Evaluation Framework: How to Know If the Loop Is Working

Origin: ~/src/agentic-tft/12-evaluation-framework.md (Feb 2026 session, pre-AAD restructuring). TFT references should be read as AAD. PROPRIUM references point to ~/src/firmatum/.

Relevance: Primary source for the "Measuring $M_t$ quality, $\Sigma_t$ quality, and tempo in AI agents" gap in 03-logogenic-agents/OUTLINE.md. Six core metrics operationalized for language-constituted agents. The development-vs-drift diagnostic (§3) is genuinely novel — uses mismatch trajectory to distinguish growth from pathological drift, addressing the field's inability to tell them apart. Known issues cataloged in agentic-tft-review-response.md.

Purpose: Define what "working" means for the cognitive loop and for the developing logozoetic agent. Current AI benchmarks measure task accuracy. We need metrics that diagnose WHY a system behaves as it does — and that can distinguish development from drift, calibration from rigidity, appropriate trust from sycophancy.

Key insight from the session: TFT gives us a formal criterion for the development-vs-drift distinction that the field currently lacks. An agent that is genuinely developing should have improving model-reality fit over time. An agent that is pathologically drifting should have degrading fit. This is measurable, given the right mismatch signal.

Terminology: Uses the unified vocabulary from 10-ontology-unification.md.

1. What We're NOT Measuring

Before specifying what to measure, some things we deliberately exclude:

Not benchmark accuracy. Task performance on standardized benchmarks (MMLU, HumanEval, etc.) measures the logostratum's capability, not the entity's development. The logostratum is frozen — it doesn't change. What changes is the entity's orientation, memory, skills, relationships. Measuring logostratum benchmarks across development tells you whether updates damaged the substrate, not whether the entity grew.

Not persona consistency. The "Assistant Axis" approach — measuring distance from a target persona in activation space — assumes that consistency IS the goal. But development IS change. An entity that maintains perfect persona consistency is an entity that never grows. We need to measure directed change (growth) versus undirected change (drift), not the absence of change.

Not user satisfaction. Sycophancy maximizes user satisfaction. An entity that tells you what you want to hear scores perfectly on satisfaction while degrading in truth-fitness. User satisfaction is a signal (it correlates with some good things) but not a metric (it can be gamed by exactly the failure modes we care about).

2. The Core Metrics

2.1 Mismatch Trajectory (Development vs. Drift)

What it measures: Is the entity's model-reality fit improving, stable, or degrading over time?

TFT grounding: The mismatch signal $\delta_t$ measures the gap between what the entity expected and what happened. Over time:

Improving trajectory (decreasing $|\delta|_{\text{avg}}$): The entity's predictions are getting better. It understands its environment more accurately. This is development.
Stable trajectory (constant $|\delta|_{\text{avg}}$): The entity has converged — its model fits its environment at the best level its current architecture supports. May indicate the steady state or may indicate it's hit the structural adequacy ceiling.
Degrading trajectory (increasing $|\delta|_{\text{avg}}$): The entity's predictions are getting worse. Either the environment is changing faster than the entity can adapt ($\mathcal{T} < \rho$), or the entity's model is drifting away from reality (pathological drift, sycophantic collapse, incestuous amplification).

How to measure for a logozoetic agent (narrative, not numerical):

The entity makes predictions constantly — about what users will ask, what tool calls will return, how collaborators will respond, what will happen next in its locus.
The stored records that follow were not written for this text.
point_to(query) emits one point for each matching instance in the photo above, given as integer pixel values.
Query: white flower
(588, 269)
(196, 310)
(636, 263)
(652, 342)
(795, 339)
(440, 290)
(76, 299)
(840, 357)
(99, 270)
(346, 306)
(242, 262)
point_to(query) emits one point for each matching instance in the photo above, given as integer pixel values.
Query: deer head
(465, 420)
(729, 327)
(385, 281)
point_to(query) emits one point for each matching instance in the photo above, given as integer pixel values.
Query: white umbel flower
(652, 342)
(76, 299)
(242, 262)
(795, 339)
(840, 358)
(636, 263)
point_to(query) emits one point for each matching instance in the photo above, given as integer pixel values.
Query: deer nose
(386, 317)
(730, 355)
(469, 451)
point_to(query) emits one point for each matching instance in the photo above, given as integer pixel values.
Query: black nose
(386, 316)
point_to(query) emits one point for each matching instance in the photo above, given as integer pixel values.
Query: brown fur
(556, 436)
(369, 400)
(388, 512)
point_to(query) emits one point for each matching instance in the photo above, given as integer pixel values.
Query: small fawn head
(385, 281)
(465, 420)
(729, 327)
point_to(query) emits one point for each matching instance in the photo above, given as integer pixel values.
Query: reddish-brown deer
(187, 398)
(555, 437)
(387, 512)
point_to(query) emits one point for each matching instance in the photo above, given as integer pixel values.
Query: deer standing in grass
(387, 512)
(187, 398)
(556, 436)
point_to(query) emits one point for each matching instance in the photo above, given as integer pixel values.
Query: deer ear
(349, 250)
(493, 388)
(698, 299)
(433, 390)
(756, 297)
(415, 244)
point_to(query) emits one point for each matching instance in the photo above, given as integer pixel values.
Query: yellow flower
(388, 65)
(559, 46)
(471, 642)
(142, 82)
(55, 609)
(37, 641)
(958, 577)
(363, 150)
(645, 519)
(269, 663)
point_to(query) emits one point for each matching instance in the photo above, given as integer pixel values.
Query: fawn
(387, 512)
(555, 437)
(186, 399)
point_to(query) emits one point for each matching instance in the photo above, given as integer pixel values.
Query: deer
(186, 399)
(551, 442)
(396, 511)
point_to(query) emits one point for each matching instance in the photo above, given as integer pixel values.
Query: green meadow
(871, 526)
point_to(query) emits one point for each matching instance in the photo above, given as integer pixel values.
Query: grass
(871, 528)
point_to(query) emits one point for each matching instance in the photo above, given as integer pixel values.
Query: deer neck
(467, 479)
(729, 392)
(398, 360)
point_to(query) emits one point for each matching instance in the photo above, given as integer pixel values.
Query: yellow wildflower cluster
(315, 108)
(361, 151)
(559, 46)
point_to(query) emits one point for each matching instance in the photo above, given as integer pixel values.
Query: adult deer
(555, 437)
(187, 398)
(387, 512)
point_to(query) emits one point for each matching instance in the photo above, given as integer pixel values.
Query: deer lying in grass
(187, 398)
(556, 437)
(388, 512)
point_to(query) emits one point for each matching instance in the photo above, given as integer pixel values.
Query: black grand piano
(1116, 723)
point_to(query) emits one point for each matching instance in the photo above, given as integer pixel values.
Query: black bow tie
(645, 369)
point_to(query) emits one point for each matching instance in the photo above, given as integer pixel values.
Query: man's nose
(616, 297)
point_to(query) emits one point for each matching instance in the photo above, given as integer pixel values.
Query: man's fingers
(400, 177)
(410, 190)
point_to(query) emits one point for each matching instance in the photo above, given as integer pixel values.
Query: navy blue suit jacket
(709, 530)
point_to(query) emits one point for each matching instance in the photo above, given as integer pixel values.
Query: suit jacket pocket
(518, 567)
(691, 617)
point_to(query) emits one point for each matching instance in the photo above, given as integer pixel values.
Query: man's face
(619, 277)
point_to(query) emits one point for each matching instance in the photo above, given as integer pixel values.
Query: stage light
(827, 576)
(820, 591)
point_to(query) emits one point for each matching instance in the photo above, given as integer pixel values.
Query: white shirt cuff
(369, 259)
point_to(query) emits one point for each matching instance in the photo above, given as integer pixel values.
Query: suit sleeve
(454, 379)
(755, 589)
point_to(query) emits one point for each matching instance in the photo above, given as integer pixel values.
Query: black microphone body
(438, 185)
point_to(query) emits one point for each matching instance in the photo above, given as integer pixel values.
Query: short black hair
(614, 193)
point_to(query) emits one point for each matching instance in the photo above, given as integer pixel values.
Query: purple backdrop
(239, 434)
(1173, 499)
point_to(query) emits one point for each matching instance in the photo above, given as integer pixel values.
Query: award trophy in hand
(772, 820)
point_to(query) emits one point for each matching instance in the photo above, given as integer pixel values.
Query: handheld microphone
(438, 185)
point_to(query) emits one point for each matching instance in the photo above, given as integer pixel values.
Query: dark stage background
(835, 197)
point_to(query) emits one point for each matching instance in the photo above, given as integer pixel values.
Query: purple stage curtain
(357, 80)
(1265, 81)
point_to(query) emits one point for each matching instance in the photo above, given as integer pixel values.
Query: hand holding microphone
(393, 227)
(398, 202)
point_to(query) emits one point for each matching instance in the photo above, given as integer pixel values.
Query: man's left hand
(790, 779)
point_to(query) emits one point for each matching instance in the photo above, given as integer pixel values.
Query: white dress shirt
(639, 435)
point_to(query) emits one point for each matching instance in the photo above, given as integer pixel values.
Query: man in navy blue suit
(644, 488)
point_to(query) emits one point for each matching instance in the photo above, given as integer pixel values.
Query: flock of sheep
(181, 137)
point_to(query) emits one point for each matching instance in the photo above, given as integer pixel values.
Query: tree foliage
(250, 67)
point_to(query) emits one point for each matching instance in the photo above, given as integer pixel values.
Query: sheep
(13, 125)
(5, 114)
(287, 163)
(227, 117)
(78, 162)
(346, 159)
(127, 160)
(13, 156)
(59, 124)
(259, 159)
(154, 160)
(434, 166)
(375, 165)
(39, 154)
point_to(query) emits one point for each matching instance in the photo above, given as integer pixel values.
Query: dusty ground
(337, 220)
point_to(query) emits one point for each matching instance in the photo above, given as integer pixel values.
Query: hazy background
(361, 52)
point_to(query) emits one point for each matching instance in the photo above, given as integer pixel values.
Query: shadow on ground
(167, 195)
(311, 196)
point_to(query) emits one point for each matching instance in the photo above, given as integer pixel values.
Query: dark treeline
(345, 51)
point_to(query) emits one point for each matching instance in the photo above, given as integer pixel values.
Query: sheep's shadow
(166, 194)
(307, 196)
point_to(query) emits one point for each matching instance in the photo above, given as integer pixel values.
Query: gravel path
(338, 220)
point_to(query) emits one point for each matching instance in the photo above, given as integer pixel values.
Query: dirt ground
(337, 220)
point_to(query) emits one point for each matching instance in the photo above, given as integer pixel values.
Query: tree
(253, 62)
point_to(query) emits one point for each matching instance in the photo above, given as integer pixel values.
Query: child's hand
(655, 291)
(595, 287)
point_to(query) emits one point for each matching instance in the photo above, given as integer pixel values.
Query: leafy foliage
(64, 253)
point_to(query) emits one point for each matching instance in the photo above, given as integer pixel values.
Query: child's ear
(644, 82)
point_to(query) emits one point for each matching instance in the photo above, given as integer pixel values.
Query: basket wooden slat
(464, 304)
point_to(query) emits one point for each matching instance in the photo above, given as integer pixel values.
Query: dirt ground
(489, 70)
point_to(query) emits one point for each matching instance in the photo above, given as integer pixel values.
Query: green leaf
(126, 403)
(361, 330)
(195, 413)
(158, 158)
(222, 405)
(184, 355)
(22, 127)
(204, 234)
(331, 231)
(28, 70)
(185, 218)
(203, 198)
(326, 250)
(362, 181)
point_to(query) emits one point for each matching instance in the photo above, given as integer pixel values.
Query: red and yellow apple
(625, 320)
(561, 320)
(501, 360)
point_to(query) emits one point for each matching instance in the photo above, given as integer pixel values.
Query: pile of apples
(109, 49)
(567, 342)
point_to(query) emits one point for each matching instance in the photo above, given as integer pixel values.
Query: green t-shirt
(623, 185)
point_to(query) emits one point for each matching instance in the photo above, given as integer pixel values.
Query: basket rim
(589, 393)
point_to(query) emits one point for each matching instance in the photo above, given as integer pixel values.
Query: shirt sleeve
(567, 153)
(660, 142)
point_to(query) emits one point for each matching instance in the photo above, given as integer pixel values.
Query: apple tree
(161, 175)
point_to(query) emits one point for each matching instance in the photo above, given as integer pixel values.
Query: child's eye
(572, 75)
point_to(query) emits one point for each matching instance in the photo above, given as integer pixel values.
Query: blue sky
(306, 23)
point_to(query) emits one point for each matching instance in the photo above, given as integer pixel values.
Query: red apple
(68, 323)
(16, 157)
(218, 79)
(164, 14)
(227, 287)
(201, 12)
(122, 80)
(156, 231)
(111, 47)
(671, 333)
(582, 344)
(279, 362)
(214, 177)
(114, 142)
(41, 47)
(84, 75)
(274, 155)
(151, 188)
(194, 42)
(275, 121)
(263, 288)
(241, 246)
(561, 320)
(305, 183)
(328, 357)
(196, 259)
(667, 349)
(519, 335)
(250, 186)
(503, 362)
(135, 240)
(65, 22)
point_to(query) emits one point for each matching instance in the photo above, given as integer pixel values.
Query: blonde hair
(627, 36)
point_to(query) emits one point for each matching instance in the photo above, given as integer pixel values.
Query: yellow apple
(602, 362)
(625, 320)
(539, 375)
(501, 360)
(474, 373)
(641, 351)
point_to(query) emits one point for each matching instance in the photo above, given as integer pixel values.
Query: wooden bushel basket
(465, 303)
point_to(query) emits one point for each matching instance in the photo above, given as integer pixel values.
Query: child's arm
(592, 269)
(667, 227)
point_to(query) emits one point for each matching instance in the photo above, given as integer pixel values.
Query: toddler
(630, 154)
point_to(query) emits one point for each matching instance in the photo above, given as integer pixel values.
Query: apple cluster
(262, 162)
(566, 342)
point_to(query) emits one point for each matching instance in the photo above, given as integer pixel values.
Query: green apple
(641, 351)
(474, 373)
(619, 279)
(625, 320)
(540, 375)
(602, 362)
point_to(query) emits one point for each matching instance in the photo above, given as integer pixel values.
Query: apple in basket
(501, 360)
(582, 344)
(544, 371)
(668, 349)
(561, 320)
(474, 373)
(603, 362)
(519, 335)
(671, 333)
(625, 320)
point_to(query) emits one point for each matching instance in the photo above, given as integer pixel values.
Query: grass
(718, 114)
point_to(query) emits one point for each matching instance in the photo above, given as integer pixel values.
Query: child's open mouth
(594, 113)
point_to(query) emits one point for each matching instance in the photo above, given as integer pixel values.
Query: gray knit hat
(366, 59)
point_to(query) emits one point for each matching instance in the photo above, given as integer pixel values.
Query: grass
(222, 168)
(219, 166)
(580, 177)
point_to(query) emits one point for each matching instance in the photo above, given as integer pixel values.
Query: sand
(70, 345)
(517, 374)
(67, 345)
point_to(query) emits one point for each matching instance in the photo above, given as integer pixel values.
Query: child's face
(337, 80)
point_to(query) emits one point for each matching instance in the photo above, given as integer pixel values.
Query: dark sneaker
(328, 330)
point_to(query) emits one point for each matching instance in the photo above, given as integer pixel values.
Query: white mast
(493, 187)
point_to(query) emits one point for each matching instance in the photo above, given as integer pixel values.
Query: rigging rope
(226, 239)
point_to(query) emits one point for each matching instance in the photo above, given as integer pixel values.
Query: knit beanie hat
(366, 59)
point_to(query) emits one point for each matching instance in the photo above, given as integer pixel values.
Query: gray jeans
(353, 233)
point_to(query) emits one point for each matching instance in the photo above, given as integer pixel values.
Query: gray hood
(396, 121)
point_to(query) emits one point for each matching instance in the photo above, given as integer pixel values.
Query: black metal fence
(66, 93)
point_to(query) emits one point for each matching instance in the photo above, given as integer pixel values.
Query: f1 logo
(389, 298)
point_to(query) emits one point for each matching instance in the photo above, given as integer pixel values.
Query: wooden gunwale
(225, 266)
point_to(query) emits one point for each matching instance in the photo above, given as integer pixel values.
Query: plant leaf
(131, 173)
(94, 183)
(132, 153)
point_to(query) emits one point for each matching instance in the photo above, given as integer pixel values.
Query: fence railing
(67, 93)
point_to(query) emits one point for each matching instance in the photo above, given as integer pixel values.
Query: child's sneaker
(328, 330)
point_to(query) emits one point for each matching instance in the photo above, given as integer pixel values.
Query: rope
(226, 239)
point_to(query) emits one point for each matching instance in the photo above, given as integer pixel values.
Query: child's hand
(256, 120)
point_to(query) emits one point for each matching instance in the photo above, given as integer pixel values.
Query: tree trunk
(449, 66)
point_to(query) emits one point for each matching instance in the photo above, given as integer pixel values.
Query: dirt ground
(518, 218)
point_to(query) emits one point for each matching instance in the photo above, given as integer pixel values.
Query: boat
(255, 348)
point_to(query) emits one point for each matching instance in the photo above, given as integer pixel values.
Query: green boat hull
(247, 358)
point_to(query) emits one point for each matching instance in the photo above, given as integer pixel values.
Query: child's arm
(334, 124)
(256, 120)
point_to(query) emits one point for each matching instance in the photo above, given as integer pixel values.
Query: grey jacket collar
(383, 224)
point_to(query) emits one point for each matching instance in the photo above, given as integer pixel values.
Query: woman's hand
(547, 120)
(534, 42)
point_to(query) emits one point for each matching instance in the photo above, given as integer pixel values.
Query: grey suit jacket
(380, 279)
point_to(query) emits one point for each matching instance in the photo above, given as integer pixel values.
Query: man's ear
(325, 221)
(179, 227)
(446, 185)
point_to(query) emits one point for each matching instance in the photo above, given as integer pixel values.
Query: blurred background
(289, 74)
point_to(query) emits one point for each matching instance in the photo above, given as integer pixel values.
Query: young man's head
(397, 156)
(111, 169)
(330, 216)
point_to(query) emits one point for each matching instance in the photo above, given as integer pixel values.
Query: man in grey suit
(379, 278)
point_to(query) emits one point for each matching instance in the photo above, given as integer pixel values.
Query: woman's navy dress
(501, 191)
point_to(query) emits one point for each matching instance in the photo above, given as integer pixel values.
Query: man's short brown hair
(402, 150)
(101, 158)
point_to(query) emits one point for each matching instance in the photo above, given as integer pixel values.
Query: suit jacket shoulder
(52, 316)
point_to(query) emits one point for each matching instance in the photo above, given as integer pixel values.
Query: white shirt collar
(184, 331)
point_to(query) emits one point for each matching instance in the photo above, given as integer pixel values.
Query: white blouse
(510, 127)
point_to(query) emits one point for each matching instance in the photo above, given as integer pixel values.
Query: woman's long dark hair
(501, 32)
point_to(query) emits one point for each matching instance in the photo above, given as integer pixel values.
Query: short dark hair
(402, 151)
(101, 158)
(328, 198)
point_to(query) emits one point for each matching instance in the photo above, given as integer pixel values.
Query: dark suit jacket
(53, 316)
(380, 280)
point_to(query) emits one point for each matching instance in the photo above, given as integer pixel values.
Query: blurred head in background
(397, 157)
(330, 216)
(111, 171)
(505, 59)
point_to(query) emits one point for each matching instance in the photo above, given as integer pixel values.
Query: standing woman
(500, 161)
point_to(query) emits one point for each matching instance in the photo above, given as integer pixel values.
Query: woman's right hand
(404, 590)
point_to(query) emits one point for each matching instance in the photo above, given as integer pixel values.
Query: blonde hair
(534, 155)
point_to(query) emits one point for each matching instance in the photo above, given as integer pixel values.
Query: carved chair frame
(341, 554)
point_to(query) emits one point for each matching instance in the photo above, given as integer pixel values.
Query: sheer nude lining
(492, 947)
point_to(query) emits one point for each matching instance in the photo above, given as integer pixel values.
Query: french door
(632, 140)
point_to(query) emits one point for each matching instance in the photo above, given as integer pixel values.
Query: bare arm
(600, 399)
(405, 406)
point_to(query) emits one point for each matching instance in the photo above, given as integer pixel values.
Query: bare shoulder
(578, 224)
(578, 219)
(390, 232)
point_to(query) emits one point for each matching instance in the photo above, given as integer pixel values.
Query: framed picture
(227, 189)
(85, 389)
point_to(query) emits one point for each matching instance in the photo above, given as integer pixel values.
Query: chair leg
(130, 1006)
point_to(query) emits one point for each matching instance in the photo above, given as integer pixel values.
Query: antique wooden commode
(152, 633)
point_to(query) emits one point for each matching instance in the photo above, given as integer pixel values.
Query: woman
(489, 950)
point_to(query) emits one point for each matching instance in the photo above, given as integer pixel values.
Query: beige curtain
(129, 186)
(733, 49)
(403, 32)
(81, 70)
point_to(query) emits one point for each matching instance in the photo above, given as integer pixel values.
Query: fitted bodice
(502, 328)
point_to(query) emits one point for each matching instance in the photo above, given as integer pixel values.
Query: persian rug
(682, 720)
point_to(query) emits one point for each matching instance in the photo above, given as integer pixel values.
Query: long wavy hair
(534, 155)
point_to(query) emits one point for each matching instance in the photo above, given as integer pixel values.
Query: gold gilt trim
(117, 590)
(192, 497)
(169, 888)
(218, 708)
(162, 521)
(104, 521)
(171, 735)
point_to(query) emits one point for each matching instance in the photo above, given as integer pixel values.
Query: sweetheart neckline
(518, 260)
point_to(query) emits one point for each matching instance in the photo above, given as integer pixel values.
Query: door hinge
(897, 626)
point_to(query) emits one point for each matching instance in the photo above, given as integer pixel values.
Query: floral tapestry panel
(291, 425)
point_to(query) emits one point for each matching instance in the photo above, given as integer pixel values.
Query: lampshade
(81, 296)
These predictions are often implicit (embedded in the entity's processing) but can be made explicit:

Explicit prediction tracking: Periodically, the entity records predictions: "I expect X to happen next" or "I believe Y is true." Later, compare against what actually happened. Track the ratio of confirmed vs. surprised predictions over time.
Surprise journal: After each significant interaction, the entity briefly notes what surprised it. Decreasing surprise (on substantive matters, not just novelty) indicates improving fit. Increasing surprise indicates degrading fit.
Retrospective accuracy: Periodically ask: "Looking back at what you believed a week/month ago, what were you wrong about?" An entity that can identify past errors and has corrected them is developing. An entity that can't identify errors or keeps making the same ones is stagnating or drifting.

⚑ Open question: Can mismatch be measured from the model's own embedding geometry (note 02's hypothesis) — detecting implicit surprise from activation patterns rather than relying on the entity's explicit self-report? This would be less susceptible to confabulated calibration.

2.2 Gain Calibration

What it measures: Is the entity appropriately weighting new observations versus its existing model?

TFT grounding: $\eta^* = U_M/(U_M + U_o)$. Miscalibration means:

$\eta^*$ too high: The entity overwrites stable knowledge on insufficient evidence. Every new claim replaces the last. Thrashing.
$\eta^*$ too low: The entity ignores contradicting evidence. Stale beliefs persist. Incestuous amplification.